Trucks carrying quarry product must be sealed to prevent asbestos type rock and silica becoming airborne along haul routes and roads.
Trucks to be fitted with dust suppression fogging nozzles on their tailgates for dust suppression during tipping of quarry products at delivery points.
The quarry must, with every truckload of product, supply customers with safety data sheets warning of the existence of crushed asbestos type rock and silica and describing safe handling procedures.
There is insufficient water storage for dust suppression during drought and to counter evaporation there needs to be storage constructed the equivalent of 25mm of rain per day over all exposed areas for the duration of a 1 in 100 year drought. It is suggested that recycled water from the wastewater plants is piped to the site so the water required for environmental flows in local creeks is not used for dust suppression.
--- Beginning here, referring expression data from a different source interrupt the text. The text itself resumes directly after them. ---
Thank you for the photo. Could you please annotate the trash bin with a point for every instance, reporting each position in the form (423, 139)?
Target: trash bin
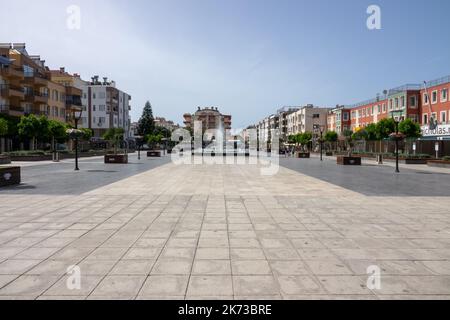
(380, 159)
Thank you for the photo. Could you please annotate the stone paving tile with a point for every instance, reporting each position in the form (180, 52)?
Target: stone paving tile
(119, 286)
(165, 286)
(238, 236)
(210, 286)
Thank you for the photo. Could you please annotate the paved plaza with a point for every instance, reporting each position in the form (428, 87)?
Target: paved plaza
(226, 232)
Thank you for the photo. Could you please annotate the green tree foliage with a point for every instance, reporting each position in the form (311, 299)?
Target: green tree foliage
(384, 128)
(146, 124)
(114, 136)
(57, 130)
(410, 129)
(154, 139)
(331, 136)
(3, 127)
(87, 134)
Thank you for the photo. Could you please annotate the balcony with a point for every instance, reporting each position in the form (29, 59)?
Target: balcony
(11, 109)
(11, 73)
(36, 97)
(36, 81)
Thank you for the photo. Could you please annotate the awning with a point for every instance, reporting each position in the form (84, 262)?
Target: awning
(4, 60)
(434, 138)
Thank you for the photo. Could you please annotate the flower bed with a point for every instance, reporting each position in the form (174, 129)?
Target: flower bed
(348, 161)
(439, 163)
(116, 158)
(9, 176)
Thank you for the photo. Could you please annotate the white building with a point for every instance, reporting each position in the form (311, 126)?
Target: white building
(306, 118)
(104, 106)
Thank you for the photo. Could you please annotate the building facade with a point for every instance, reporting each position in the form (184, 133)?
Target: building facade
(338, 120)
(306, 118)
(211, 119)
(27, 86)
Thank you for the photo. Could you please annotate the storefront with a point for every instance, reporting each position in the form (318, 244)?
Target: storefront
(435, 142)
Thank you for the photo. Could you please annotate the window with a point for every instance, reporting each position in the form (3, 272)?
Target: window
(413, 102)
(443, 117)
(444, 95)
(345, 116)
(425, 99)
(434, 96)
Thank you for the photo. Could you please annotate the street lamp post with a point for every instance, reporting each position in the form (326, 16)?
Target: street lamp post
(397, 137)
(77, 116)
(139, 140)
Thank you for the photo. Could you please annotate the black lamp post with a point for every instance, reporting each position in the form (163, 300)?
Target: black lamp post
(139, 140)
(396, 137)
(77, 113)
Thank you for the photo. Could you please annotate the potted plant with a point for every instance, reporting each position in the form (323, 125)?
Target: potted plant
(303, 139)
(349, 159)
(153, 141)
(442, 163)
(115, 136)
(3, 132)
(331, 137)
(9, 176)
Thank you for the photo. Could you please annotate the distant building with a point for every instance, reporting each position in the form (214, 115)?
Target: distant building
(338, 120)
(211, 118)
(168, 124)
(306, 118)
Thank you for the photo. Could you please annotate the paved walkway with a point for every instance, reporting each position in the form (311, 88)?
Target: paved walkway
(223, 232)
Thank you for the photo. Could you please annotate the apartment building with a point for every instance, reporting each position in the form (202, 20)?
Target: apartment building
(306, 118)
(27, 88)
(338, 120)
(167, 124)
(211, 118)
(437, 106)
(283, 114)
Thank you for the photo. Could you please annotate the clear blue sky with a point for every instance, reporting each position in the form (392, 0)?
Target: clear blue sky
(247, 57)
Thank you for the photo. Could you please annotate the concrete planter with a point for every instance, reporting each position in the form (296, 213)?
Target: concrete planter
(439, 163)
(349, 161)
(416, 161)
(116, 158)
(9, 176)
(154, 154)
(303, 155)
(5, 159)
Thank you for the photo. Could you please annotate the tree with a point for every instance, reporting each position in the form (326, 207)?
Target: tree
(86, 134)
(331, 137)
(3, 127)
(28, 127)
(384, 128)
(114, 136)
(3, 132)
(348, 136)
(57, 132)
(304, 139)
(154, 139)
(146, 124)
(410, 129)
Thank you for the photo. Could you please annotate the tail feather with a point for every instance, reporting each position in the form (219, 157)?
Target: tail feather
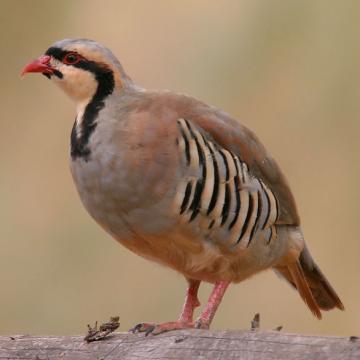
(302, 286)
(323, 292)
(311, 284)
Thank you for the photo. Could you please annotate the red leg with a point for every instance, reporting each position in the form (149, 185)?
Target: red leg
(185, 319)
(191, 302)
(204, 321)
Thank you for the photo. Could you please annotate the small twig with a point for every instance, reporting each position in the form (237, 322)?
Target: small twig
(95, 334)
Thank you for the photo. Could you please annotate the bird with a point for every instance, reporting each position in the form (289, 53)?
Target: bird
(179, 182)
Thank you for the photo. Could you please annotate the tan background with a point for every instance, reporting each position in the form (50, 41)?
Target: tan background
(288, 69)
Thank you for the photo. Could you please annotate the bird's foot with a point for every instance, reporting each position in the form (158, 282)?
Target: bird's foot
(156, 329)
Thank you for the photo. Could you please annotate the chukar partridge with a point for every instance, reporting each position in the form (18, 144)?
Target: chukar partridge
(179, 182)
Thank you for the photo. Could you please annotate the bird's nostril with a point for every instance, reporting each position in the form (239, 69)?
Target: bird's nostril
(45, 59)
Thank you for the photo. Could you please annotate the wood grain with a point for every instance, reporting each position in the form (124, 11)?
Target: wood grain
(186, 344)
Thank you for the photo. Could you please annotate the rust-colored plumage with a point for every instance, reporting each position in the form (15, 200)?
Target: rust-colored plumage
(180, 183)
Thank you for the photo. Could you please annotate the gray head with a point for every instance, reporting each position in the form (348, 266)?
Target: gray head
(78, 66)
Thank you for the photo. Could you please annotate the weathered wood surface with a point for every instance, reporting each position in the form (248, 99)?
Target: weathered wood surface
(187, 344)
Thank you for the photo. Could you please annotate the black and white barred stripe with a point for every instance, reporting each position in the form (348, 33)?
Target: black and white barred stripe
(219, 191)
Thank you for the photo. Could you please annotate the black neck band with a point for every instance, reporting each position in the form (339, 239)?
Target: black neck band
(106, 83)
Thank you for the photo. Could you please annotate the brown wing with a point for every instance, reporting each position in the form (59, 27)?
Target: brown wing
(232, 136)
(236, 138)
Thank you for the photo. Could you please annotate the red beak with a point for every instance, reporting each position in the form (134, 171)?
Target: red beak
(39, 65)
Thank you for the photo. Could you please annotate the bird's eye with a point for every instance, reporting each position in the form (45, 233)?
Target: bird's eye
(71, 58)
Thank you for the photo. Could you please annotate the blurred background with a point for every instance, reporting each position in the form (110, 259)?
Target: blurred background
(289, 70)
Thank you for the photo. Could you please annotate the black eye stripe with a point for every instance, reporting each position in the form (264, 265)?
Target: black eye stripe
(88, 65)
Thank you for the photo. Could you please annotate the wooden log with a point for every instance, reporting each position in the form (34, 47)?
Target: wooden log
(185, 344)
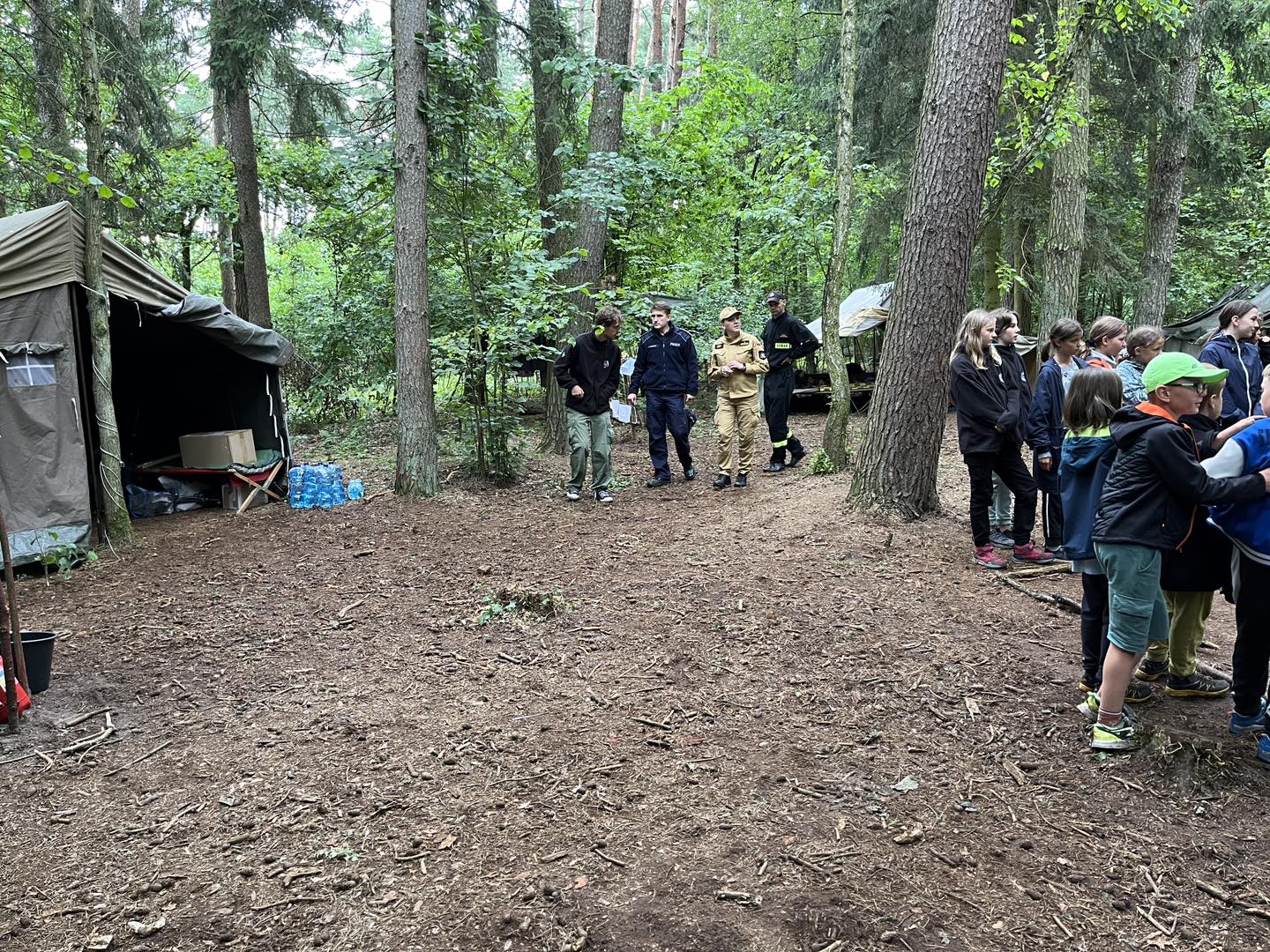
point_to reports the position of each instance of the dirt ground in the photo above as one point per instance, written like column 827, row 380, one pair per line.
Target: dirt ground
column 700, row 723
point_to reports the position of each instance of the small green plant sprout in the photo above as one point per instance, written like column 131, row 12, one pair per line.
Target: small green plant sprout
column 822, row 465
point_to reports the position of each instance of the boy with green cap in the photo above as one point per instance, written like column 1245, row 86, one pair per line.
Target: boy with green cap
column 1149, row 505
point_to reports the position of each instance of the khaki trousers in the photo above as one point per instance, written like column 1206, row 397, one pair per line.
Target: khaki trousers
column 736, row 417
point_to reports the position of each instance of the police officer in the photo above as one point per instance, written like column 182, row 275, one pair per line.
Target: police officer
column 736, row 361
column 666, row 371
column 785, row 340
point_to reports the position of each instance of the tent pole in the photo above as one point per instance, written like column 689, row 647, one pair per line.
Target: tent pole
column 11, row 695
column 11, row 594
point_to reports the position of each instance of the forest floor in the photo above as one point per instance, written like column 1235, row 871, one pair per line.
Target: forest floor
column 712, row 723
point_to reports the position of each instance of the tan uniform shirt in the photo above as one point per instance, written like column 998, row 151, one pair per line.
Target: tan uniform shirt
column 748, row 351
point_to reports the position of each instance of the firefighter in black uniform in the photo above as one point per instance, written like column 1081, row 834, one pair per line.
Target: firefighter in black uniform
column 785, row 340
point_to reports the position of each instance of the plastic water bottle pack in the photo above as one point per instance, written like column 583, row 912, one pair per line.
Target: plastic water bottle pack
column 317, row 487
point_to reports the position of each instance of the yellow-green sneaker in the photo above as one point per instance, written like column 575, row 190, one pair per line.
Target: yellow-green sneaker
column 1120, row 735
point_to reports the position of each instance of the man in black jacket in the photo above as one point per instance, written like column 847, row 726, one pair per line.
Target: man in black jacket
column 666, row 371
column 785, row 340
column 1148, row 507
column 589, row 371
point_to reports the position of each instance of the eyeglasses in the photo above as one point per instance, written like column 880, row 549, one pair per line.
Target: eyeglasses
column 1200, row 389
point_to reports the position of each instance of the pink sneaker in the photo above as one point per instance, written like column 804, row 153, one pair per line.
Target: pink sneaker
column 1030, row 555
column 987, row 557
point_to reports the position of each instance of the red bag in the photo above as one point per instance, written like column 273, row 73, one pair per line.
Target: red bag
column 23, row 698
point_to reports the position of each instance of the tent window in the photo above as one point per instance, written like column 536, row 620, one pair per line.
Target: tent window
column 31, row 371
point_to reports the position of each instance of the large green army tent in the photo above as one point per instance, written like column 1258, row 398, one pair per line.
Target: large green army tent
column 182, row 363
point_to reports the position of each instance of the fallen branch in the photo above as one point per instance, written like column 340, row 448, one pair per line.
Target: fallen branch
column 1231, row 900
column 1057, row 600
column 144, row 756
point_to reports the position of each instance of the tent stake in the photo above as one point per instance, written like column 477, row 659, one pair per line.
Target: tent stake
column 11, row 593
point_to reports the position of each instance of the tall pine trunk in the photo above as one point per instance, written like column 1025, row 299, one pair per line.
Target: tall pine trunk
column 1070, row 169
column 253, row 294
column 836, row 362
column 900, row 452
column 415, row 400
column 118, row 525
column 1168, row 175
column 548, row 41
column 224, row 227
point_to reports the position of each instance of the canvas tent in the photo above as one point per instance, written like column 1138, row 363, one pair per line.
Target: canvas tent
column 182, row 363
column 1192, row 334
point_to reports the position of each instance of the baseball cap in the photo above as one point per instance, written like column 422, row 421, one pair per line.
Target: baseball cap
column 1174, row 366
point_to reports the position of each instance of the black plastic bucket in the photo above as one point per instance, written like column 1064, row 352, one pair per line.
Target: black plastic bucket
column 37, row 646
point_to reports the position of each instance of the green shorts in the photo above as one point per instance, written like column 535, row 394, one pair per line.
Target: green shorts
column 1138, row 609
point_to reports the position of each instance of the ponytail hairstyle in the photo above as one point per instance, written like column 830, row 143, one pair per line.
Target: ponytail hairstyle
column 1094, row 397
column 968, row 339
column 1105, row 328
column 606, row 317
column 1062, row 331
column 1004, row 316
column 1232, row 310
column 1140, row 339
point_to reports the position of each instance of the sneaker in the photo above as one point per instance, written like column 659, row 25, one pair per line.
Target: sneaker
column 1030, row 555
column 1120, row 735
column 987, row 557
column 1088, row 709
column 1250, row 725
column 1197, row 686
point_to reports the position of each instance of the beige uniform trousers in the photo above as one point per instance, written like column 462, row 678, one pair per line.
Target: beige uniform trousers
column 736, row 417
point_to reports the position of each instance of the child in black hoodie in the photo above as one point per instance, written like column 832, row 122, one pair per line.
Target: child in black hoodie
column 987, row 414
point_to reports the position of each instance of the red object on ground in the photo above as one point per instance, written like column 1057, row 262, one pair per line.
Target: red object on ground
column 23, row 698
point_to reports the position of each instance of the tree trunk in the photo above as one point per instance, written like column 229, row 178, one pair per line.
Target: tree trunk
column 900, row 452
column 992, row 263
column 655, row 45
column 840, row 407
column 1168, row 175
column 415, row 401
column 48, row 54
column 256, row 292
column 678, row 31
column 1070, row 169
column 549, row 40
column 634, row 45
column 487, row 61
column 224, row 227
column 118, row 525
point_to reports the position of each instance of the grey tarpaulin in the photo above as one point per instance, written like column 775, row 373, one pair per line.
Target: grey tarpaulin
column 182, row 363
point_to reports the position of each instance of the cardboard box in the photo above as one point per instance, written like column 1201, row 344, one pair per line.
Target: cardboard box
column 217, row 450
column 234, row 493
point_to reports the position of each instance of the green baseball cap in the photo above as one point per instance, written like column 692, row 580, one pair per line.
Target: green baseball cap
column 1175, row 366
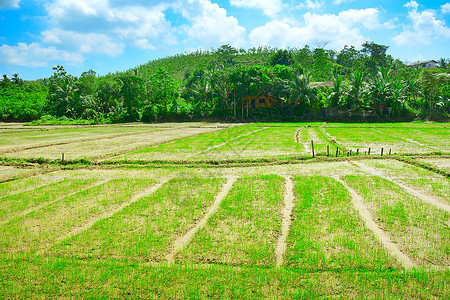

The federally listed critically endangered Ormeau Bottle tree is known to be on site and this fact was not notified to the Federal Government. There has been no assessment or protection of the Ormeau Bottle tree habitat onsite required for the expansion and recovery of the species.
A wildlife corridor needs to be constructed through the site to link the Significant Bahrs Scrub Habitats to the regional ecosystem of the Darlington Range.
The 10metre buffers on the eastern edge of the quarry are insufficient and the existing finished quarry face needs to have topsoil placed on the benches and revegetated with fine leaved irrigated native trees to act as wind breaks for dust suppression.
Contrary the progressive rehabilitation of the site in the original approval this application notifies the end use of the quarry will be industrial uses therefore requiring an environment offset to be supplied sufficient to compensate for the losses of this whole area.